Non-rapid eye movement sleep

Non-rapid eye movement sleep (NREM), also known as quiescent sleep[1], is, collectively, sleep stages 1–3, previously known as stages 1–4. Rapid eye movement sleep (REM) is not included. There are distinct electroencephalographic and other characteristics seen in each stage. Unlike REM sleep, there is usually little or no eye movement during these stages. Dreaming is rare during NREM sleep, and muscles are not paralyzed as in REM sleep. People who do not go through the sleeping stages properly get stuck in NREM sleep, and because muscles are not paralyzed a person may be able to sleepwalk.[2] According to studies, the mental activity that takes place during NREM sleep is believed to be thought-like, whereas REM sleep includes hallucinatory and bizarre content.[3] The mental activity that occurs in NREM and REM sleep is a result of two different generators, which also explains the difference in mental activity.[3] In addition, there is a parasympathetic dominance during NREM.[4] During the period of Non-REM sleep, the mindset of a person is more organized.[5] The reported differences between the REM and NREM activity are believed to arise from differences in the memory stages that occur during the two types of sleep.[3] It has been found through several experiments that low levels of stage 3 sleep are observed in about 40-50% of people with acute and chronic schizophrenia (who typically experience abnormal non-rapid eye movement sleep).[6]

Stages of NREM sleep

NREM sleep was divided into four stages in the Rechtschaffen and Kales (R&K) standardization of 1968. That has been reduced to three in the 2007 update by The American Academy of Sleep Medicine (AASM).[7]

  • Stage 1 – occurs mostly in the beginning of sleep, with slow eye movement. This state is sometimes referred to as relaxed wakefulness.[8] Alpha waves disappear and the theta wave appears. People aroused from this stage often believe that they have been fully awake. During the transition into stage-1 sleep, it is common to experience hypnic jerks.[9]
  • Stage 2 – no eye movement occurs, and dreaming is very rare. The sleeper is quite easily awakened. EEG recordings tend to show characteristic "sleep spindles", which are short bursts of high frequency brain activity,[10] and "K-complexes" during this stage.
  • Stage 3 – previously divided into stages 3 and 4, is deep sleep, slow-wave sleep (SWS). Stage 3 was formerly the transition between stage 2 and stage 4 where delta waves, associated with "deep" sleep, began to occur, while delta waves dominated in stage 4. In 2007, these were combined into just stage 3 for all of deep sleep.[11] Dreaming is more common in this stage than in other stages of NREM sleep though not as common as in REM sleep. The content of SWS dreams tends to be disconnected, less vivid, and less memorable than those that occur during REM sleep.[12] This is also the stage during which parasomnias most commonly occur. Various education systems e.g. the VCAA of Australian Victorian education practice still practice the stages 3 & 4 separation.

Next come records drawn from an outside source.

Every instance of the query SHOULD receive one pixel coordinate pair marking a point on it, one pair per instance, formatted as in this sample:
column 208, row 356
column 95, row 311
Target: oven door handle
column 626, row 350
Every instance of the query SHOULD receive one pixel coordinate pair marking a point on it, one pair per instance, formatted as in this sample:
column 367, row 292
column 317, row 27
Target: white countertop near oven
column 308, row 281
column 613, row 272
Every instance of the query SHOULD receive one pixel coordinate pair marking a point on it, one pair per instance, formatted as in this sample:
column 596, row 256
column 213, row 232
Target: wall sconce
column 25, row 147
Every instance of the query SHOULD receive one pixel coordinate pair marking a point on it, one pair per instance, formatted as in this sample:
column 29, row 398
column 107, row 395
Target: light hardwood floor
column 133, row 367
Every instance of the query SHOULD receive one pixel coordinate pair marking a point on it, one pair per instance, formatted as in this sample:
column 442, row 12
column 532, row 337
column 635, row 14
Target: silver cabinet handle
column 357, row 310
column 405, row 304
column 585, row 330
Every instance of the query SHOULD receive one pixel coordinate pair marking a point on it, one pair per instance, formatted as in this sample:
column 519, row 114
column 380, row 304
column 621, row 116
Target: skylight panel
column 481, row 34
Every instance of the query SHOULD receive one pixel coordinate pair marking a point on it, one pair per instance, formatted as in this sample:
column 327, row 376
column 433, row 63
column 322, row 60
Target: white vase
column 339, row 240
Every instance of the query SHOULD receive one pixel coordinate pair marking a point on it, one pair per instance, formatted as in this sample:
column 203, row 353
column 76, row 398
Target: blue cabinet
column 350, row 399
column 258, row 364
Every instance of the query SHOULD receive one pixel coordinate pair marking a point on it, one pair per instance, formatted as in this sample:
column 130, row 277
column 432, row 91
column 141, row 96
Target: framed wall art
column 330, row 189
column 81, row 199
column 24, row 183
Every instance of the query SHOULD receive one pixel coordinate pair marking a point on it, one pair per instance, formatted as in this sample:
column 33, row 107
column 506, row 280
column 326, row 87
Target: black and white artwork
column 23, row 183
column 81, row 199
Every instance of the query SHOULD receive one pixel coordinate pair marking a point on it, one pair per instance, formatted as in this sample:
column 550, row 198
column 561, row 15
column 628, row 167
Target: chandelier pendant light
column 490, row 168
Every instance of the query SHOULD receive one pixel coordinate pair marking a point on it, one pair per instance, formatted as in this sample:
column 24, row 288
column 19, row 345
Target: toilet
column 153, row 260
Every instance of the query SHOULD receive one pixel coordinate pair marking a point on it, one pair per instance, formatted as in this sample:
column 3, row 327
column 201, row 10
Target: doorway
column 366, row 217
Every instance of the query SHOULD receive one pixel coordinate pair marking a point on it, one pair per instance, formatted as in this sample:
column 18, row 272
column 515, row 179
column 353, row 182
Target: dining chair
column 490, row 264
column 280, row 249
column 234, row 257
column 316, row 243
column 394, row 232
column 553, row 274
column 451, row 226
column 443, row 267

Sleep spindles and K-complexes

Sleep spindles are unique to NREM sleep. The most spindle activity occurs at the beginning and the end of NREM. Sleep spindles involve activation in the brain in the areas of the thalamus, anterior cingulate and insular cortices, and the superior temporal gyri. They have different lengths. There are slow spindles in the range of 11 – 13 Hz that are associated with increased activity in the superior frontal gyrus, and fast spindles in the range of 13 – 15 Hz that are associated with recruitment of sensorimotor processing cortical regions, as well as recruitment of the mesial frontal cortex and hippocampus. There is no clear answer as to what these sleep spindles mean, but ongoing research hopes to illuminate their function.[13]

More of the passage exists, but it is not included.